- Sica in 1961
- Born: August 20, 1911 Newark, New Jersey, U.S.
- Died: November 21, 1982 (aged 70) Los Angeles, California, U.S.
- Other names: "JS"
- Occupation: Mobster
- Allegiance: Los Angeles crime family

= Joseph Sica =

American gangster (1911-1982)

Joseph "JS" Sica (August 20, 1911 – November 21, 1982) was an American mobster and member of the Los Angeles crime family who was involved in armed robbery, murder for hire, extortion, and narcotics distribution. Originally from New Jersey, Sica mentored many West Coast mobsters, including Mike Rizzitello and Anthony "the Animal" Fiato. Christopher "Chris" Petti was Sica's longtime partner in the Los Angeles and San Diego rackets. Sica's brothers Alfred, Angelo, and Frank were also associates of Sica's.

==Biography==
Born in Newark, New Jersey, Sica was first arrested in 1926 at age 15. In 1950, Sica was indicted with 15 other mobsters for conspiracy to distribute narcotics in California.

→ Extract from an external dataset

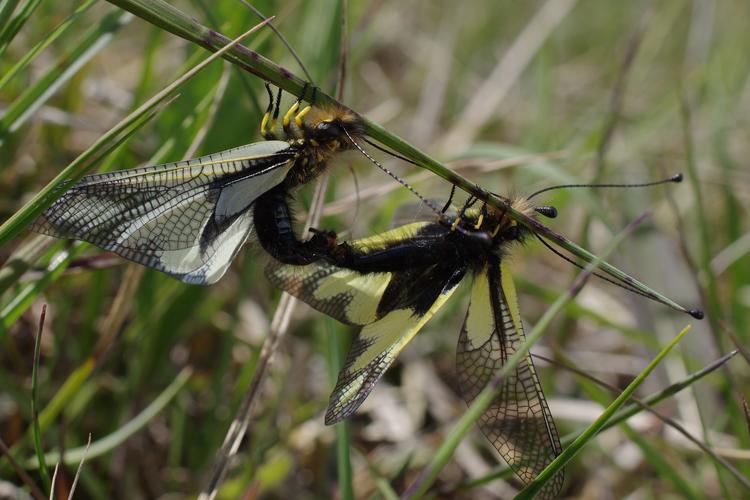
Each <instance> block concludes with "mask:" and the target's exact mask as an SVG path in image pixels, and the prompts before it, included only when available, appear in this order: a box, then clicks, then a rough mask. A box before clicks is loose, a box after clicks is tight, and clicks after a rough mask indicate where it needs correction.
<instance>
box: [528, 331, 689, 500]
mask: <svg viewBox="0 0 750 500" xmlns="http://www.w3.org/2000/svg"><path fill="white" fill-rule="evenodd" d="M689 330H690V325H688V326H686V327H685V328H683V329H682V331H680V333H678V334H677V335H676V336H675V337H674V339H672V341H671V342H670V343H669V344H667V345H666V346H665V347H664V349H662V350H661V351H660V352H659V354H657V355H656V357H655V358H654V359H653V360H652V361H651V362H650V363H649V364H648V366H647V367H646V368H645V369H644V370H643V371H642V372H641V373H639V374H638V376H637V377H636V378H635V379H633V381H632V382H631V383H630V384H628V386H627V387H626V388H625V390H624V391H622V393H621V394H620V395H619V396H617V398H616V399H615V400H614V401H613V402H612V404H610V405H609V406H608V407H607V408H606V409H605V410H604V412H602V414H601V415H599V418H597V419H596V420H595V421H594V422H593V423H592V424H591V425H590V426H589V427H588V428H587V429H586V430H585V431H583V432H582V433H581V434H580V435H579V436H578V437H577V438H576V439H575V441H573V442H572V443H571V444H570V446H568V447H567V448H565V449H564V450H563V451H562V453H560V455H558V457H557V458H555V460H553V461H552V463H551V464H549V465H548V466H547V467H546V468H545V469H544V470H543V471H542V472H541V473H539V475H538V476H537V477H536V479H534V481H532V482H531V484H529V485H528V486H527V487H526V488H524V489H523V491H521V493H519V494H518V496H517V497H516V498H517V499H519V500H523V499H528V498H534V495H536V494H537V493H538V492H539V491H540V490H541V489H542V487H543V486H544V483H546V482H547V481H549V480H550V479H552V477H553V476H554V475H555V474H556V473H557V472H558V471H560V470H561V469H562V468H563V467H564V466H565V464H566V463H568V462H569V461H570V460H571V459H572V458H573V457H574V456H576V455H577V454H578V452H579V451H581V449H583V447H584V446H586V444H587V443H588V442H589V441H591V440H592V439H593V438H594V437H596V435H597V434H598V433H599V431H601V430H602V429H603V428H604V426H605V425H606V424H607V421H608V420H609V419H610V418H611V417H612V416H613V415H614V414H615V412H616V411H617V410H618V409H619V408H620V407H621V406H622V405H623V404H624V403H625V401H627V399H628V398H629V397H630V396H631V395H632V394H633V393H634V392H635V390H636V389H637V388H638V386H640V385H641V383H642V382H643V381H644V380H646V377H648V376H649V374H650V373H651V372H652V371H653V370H654V368H656V367H657V366H658V365H659V363H661V361H662V360H663V359H664V357H665V356H666V355H667V354H669V352H670V351H671V350H672V348H674V346H676V345H677V343H678V342H679V341H680V339H682V337H683V336H684V335H685V334H686V333H687V332H688V331H689Z"/></svg>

However, the case was dismissed after Abraham Davidian, the prosecution's star witness, was shot to death while sleeping at his mother's home in Fresno, California. During the 1950s, the Permanent Subcommittee on Investigations of the U.S. Senate Committee on Government Operations identified Sica as a prominent member of the Los Angeles crime family and an associate of mobsters Mickey Cohen, Salvatore Iannone, and Thomas DeMaio.

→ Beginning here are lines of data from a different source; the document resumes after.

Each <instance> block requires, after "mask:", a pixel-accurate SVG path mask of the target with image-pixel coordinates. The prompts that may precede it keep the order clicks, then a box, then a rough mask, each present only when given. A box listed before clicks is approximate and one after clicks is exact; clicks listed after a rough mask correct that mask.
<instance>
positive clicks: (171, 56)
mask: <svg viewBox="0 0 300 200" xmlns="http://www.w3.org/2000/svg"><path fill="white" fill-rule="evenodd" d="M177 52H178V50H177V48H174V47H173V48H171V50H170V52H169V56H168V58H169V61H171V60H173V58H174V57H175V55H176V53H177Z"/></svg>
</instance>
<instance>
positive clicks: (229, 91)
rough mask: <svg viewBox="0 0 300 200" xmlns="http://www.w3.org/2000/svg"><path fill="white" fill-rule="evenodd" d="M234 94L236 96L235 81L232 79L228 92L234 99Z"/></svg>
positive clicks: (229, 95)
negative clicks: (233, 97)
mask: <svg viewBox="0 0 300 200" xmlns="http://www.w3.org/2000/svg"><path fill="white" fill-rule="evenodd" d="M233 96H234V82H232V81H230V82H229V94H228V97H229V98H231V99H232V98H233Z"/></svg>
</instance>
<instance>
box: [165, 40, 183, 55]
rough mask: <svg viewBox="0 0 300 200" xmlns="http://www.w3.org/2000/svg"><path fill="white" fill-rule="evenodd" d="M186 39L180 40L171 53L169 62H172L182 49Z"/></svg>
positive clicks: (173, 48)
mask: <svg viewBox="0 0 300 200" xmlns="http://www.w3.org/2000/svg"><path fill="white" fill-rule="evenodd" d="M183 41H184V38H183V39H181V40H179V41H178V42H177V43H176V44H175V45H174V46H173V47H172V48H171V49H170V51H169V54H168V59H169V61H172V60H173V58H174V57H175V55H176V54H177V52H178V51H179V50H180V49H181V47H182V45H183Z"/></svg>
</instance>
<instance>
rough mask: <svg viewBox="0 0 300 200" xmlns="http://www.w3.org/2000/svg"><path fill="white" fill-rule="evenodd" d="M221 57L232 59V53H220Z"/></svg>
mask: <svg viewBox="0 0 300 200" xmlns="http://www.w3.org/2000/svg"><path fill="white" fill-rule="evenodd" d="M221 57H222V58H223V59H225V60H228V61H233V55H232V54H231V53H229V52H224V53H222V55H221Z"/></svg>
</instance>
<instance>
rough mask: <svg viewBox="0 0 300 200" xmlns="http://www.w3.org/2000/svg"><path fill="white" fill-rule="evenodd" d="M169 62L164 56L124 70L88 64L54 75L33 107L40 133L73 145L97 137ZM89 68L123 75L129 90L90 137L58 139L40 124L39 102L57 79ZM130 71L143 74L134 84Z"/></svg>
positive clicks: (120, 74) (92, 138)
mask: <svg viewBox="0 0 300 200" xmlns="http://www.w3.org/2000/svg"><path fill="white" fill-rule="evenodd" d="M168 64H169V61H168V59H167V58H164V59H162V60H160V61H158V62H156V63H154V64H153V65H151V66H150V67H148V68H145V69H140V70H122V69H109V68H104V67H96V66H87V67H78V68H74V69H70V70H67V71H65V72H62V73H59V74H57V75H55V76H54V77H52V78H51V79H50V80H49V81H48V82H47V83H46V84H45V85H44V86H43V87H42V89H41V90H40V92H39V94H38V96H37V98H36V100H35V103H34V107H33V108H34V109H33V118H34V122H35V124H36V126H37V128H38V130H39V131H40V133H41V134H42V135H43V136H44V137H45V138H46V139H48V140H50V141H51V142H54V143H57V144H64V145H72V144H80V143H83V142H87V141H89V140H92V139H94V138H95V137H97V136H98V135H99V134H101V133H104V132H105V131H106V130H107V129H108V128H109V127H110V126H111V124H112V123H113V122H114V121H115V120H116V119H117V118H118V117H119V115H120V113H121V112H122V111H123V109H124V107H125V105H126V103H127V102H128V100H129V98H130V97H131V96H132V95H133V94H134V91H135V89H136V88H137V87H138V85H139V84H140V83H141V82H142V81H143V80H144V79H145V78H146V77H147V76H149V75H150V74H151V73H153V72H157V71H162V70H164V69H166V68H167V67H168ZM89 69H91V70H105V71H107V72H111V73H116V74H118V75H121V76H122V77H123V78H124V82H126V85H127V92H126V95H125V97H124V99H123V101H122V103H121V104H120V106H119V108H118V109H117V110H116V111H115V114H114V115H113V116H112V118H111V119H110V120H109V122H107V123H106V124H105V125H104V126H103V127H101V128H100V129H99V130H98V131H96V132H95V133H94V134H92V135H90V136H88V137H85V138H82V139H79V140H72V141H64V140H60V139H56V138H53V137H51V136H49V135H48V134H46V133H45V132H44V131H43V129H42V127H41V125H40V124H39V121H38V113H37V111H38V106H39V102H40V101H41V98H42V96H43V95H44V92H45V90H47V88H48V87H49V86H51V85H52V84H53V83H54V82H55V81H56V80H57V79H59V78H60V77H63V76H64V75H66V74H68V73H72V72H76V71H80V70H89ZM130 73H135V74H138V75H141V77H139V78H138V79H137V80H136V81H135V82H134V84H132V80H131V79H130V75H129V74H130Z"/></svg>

Sica once refused an order by L.A. Boss Jack Dragna to kill friend Mickey Cohen. Defying Dragna made Sica a well-respected man amongst Cohen and his bookmakers, but it alienated the L.A. family against him. Cohen's bookies sided with Sica and in an attempt to avoid another gambling war, Sica gave up a piece of his lucrative bookmaking business to Dragna. Sica worked in Los Angeles so long that he eventually became a close associate of the L.A. family.

In 1961, Sica, Frankie Carbo, Frank "Blinky" Palermo and Truman Gibson Jr. were convicted in Los Angeles of conspiracy in connection with professional boxing. Sica and the others exerted influence over Don Nesseth, the manager of welterweight champion Don Jordan, in order to gain control of the boxer's professional activities and a share of his purse. Sica was sentenced to twenty years' imprisonment and fined $10,000. The U.S. Court of Appeals for the Ninth Circuit upheld the convictions in 1963.

Joseph Sica died in the Sun Valley neighborhood of Los Angeles on November 21, 1982, at the age of 70.